Sept. 20 (Bloomberg) -- Developing-nation stocks rose, sending the MSCI Emerging Markets Index to a five-month high, as consumer and technology shares advanced amid signs corporate earnings growth will weather a U.S. economic slowdown.
Tsingtao Brewery Co., the Chinese beermaker, jumped 5.2 percent in Shanghai after an adviser to China’s central bank said the nation needs to increase domestic consumption. Taiwan Semiconductor Manufacturing Co., the world’s largest custom manufacturer of chips, climbed 1.3 percent in Taipei after placing two orders for equipment. Energy Development Corp. led Philippine equity gains after Deutsche Bank AG said the benchmark index will surpass its record high on earnings growth.
The MSCI gauge of 21 developing countries rose 0.8 percent to 1,044.18, with a measure of consumer discretionary stocks rising the most among 10 industry groups. The Philippine Stock Exchange Index, the best performer among the 15 biggest Asia Pacific markets this year, increased 1.9 percent. South Africa’s FTSE/JSE Africa All Share Index climbed 1.1 percent. Brazil’s Bovespa index rose 1.6 percent.
“Funds are shifting away from developed markets to emerging economies,” said Paul Joseph Garcia, who manages $1.7 billion as chief investment officer at the Manila unit of ING Investment Management Ltd. “Corporate earnings and economic prospects in emerging markets are better than in developed markets.”
Flows into emerging-market equity funds and high-yield bonds reached a six-week high in the week to Sept. 15 as higher risk appetite sustained a global rally, EPFR Global said last week.

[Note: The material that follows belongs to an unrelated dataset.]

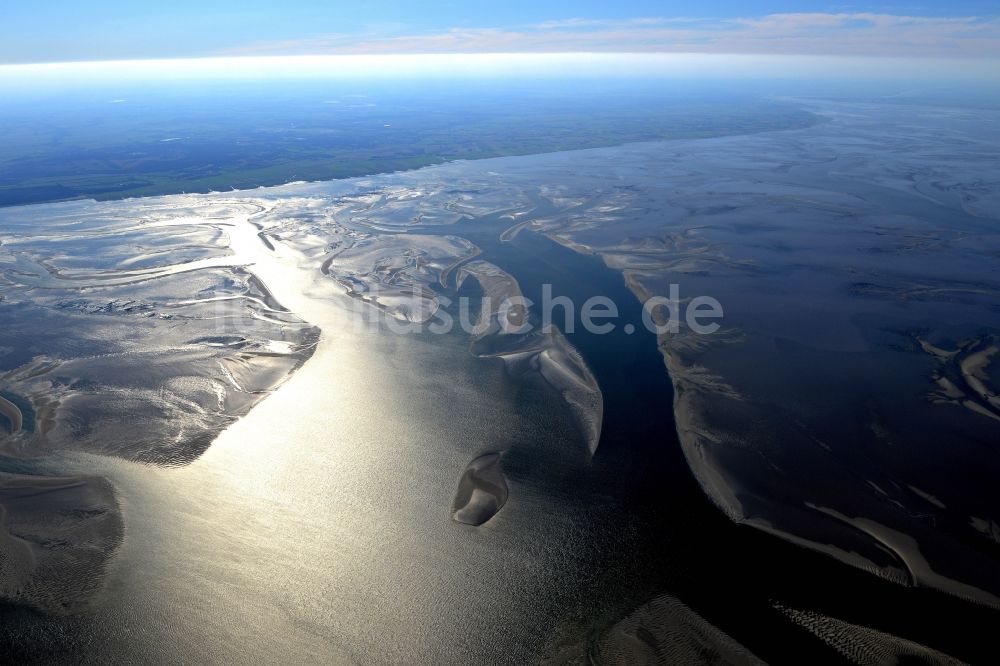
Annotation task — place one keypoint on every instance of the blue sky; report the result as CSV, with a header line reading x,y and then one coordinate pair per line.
x,y
73,30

Developing-nation equity funds received about $3.3 billion as Chinese industrial output gains bolstered sentiment, EPFR said. Flows into Asia excluding-Japan equity funds hit a seven-week high.
Brazil’s Bovespa stock index will gain 16 percent to a record 78,000 by yearend as “obstacles” are removed, including presidential elections and Petroleo Brasileiro SA’s share sale, Goldman Sachs Group Inc. said.
The central bank’s signal that it will hold borrowing costs through 2010 also boosts the prospects for Brazilian stocks, Stephen Graham and Andre Rezende, analysts at Goldman Sachs in Sao Paulo, wrote in a note to clients today. The benchmark equity gauge may rally 31 percent to 88,000 by mid-2011, they said.
The Federal Reserve is likely to lower its forecasts for U.S. economic growth at tomorrow’s meeting, Mohamed A. El-Erian, chief executive officer at Pacific Investment Management Co., wrote in an opinion piece published on Pimco’s website.
China needs to increase domestic consumption to help survive in a global economic environment that is growing more challenging, Li Daokui, an adviser to the People’s Bank of China, said at a financial forum in Beijing yesterday.
India’s benchmark Sensitive Index advanced 1.6 percent. Reliance Communications Ltd., the nation’s second-largest mobile-phone operator, jumped 5.3 percent.
The Jakarta Composite index lost 0.4 percent. PT Bank Mandiri, Indonesia’s biggest bank by assets, fell 4.4 percent, the most in three months. The nation’s central bank said on Sept. 17 it may require lenders to disclose their prime-lending rates each month starting November to boost competition.
Mol Nyrt. led Hungary’s BUX index 1.2 percent lower as oil declined.